Investments in Partial Holdings
For the sake of business connections, prestige, and good-will, oftentimes more or less permanent investments are made of such a nature or in such amounts as not to secure a controlling interest. Here, because the reins of business control are not held by the investing company, manifestly such an investment is on a very different basis from those in companies whose control is held by the investor. In the one case, business policy can be determined and made effective; in the other case, success or failure is under the control of others. Accordingly, the valuation of these partial holdings differs from investments in companies entirely owned or controlled by the investor. Where the holdings of these minor interests are not particularly substantial in comparison with other properties owned, there is no serious objection to valuing them at cost. They are held to secure certain benefits, and so long as the real values of the companies concerned are being maintained or enhanced, there is little probability of the investment being disposed of. Market fluctuations, therefore, should be given little or no consideration. Where, however, partial or minor holdings form a comparatively large portion of the investments, it may sometimes be wise to value them on the same basis as temporary investments of a current nature. In this case the profit or loss attendant upon bringing market values into the books should be handled as with temporary investments.
Where investments of this kind are shown on the balance sheet at cost, it is sound policy to call attention in a footnote or otherwise to their market values, as oftentimes the market gives some indication of the condition of the company. The savings banks of the State of New York, in reporting to the State Department of Banking, must show the market value of the securities held. Usually three values are shown, viz.: market, par, and so-called investment value, to be explained later. Where the securities held are not listed on any exchange or are held closely and not traded in extensively, it is often difficult to secure reliable market quotations for them. Here cost, unless known conditions demand otherwise, seems the best basis for valuation.

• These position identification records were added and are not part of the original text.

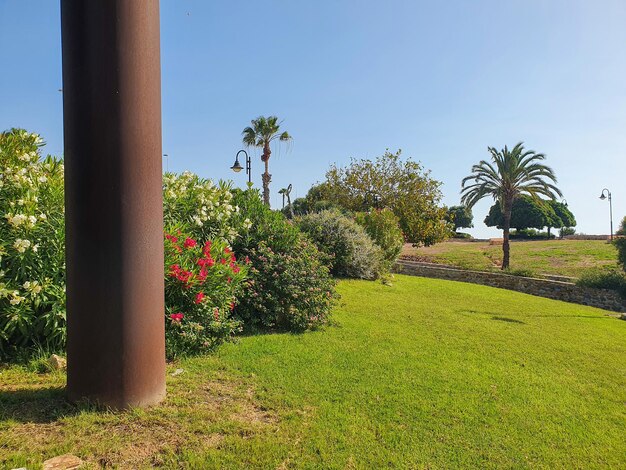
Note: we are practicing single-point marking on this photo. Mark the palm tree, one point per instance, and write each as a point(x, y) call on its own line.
point(261, 134)
point(509, 175)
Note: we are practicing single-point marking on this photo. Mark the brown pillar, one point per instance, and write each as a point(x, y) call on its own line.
point(114, 212)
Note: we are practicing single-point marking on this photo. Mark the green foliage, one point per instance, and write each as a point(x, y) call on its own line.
point(351, 251)
point(509, 175)
point(199, 207)
point(389, 182)
point(202, 282)
point(261, 134)
point(622, 228)
point(604, 279)
point(289, 286)
point(384, 228)
point(526, 212)
point(531, 234)
point(460, 216)
point(563, 216)
point(620, 244)
point(32, 250)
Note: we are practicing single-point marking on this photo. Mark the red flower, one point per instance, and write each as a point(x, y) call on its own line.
point(177, 317)
point(190, 243)
point(207, 249)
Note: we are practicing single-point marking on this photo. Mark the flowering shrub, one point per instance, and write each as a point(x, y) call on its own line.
point(383, 226)
point(202, 282)
point(352, 252)
point(289, 285)
point(204, 210)
point(32, 251)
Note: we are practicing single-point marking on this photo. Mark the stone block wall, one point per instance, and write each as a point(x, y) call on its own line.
point(565, 291)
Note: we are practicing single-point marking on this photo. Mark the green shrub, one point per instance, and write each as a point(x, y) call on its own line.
point(32, 250)
point(289, 285)
point(383, 227)
point(199, 207)
point(620, 244)
point(566, 231)
point(352, 252)
point(622, 228)
point(604, 279)
point(202, 282)
point(530, 234)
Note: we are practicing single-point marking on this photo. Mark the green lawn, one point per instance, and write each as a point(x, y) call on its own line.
point(552, 257)
point(422, 374)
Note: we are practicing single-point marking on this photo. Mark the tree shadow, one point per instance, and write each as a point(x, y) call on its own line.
point(40, 405)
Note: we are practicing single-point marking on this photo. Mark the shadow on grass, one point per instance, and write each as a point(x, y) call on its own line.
point(42, 405)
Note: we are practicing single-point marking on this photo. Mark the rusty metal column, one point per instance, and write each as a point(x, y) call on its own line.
point(114, 212)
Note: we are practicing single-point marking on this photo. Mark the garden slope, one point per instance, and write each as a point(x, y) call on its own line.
point(425, 373)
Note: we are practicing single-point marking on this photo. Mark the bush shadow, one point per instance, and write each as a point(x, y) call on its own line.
point(40, 405)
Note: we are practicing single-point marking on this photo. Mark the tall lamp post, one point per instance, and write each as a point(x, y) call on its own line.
point(603, 197)
point(237, 166)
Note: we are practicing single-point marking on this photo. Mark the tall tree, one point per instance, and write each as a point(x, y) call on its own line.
point(261, 134)
point(403, 186)
point(510, 174)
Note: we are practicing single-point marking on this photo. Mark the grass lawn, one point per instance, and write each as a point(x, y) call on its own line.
point(553, 257)
point(423, 374)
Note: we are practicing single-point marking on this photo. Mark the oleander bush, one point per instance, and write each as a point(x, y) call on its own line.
point(289, 285)
point(202, 284)
point(620, 244)
point(32, 251)
point(351, 251)
point(383, 226)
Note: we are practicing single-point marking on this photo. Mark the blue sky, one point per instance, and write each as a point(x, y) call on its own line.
point(440, 80)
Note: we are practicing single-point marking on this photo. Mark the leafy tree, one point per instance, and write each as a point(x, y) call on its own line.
point(261, 134)
point(390, 182)
point(460, 216)
point(622, 228)
point(526, 212)
point(510, 174)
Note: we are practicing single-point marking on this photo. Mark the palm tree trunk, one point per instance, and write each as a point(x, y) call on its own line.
point(267, 178)
point(506, 227)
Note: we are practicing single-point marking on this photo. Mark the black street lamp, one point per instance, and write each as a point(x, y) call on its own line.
point(603, 197)
point(237, 166)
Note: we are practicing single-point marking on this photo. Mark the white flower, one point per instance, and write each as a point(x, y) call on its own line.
point(16, 220)
point(21, 245)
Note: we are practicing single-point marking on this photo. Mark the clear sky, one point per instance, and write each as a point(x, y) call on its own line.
point(440, 80)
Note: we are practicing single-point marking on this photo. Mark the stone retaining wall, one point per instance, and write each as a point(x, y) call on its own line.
point(566, 291)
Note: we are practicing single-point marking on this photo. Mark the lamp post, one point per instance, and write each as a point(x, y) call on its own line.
point(237, 166)
point(603, 197)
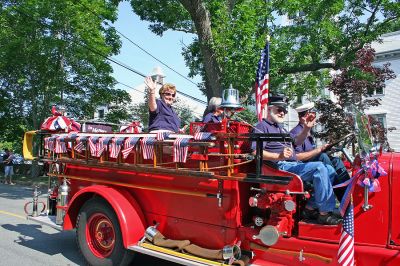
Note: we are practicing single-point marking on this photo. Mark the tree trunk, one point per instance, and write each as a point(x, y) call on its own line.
point(201, 17)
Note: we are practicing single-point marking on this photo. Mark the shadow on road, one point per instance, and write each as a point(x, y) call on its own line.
point(17, 192)
point(31, 236)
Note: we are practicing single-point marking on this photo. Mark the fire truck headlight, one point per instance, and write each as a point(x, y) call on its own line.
point(253, 201)
point(269, 235)
point(289, 205)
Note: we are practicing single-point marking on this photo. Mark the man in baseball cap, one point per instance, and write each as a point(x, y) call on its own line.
point(281, 154)
point(309, 152)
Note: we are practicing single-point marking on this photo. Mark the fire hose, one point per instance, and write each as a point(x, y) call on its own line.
point(35, 202)
point(231, 253)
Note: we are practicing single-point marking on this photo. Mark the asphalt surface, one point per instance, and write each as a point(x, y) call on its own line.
point(24, 242)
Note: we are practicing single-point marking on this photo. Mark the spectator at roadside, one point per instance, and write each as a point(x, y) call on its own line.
point(309, 152)
point(8, 158)
point(322, 203)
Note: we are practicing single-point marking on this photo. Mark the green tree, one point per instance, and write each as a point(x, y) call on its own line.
point(322, 35)
point(54, 52)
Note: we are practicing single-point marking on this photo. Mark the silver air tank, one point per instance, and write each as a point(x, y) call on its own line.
point(62, 201)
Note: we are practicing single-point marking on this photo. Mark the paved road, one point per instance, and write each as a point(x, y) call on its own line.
point(23, 242)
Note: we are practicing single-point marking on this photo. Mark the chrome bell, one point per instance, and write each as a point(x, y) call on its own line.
point(230, 98)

Investments Producing No Income
Some investments may be of a permanent type and yet of themselves produce no income. Such are memberships on stock and produce exchanges, boards of trade, and the like, which are valuable for the privileges and prestige accruing therefrom and the business associations secured thereby. They should usually be valued at cost, thus allowing the period in which they are sold, if disposal becomes necessary, to get the profit or loss incident thereto.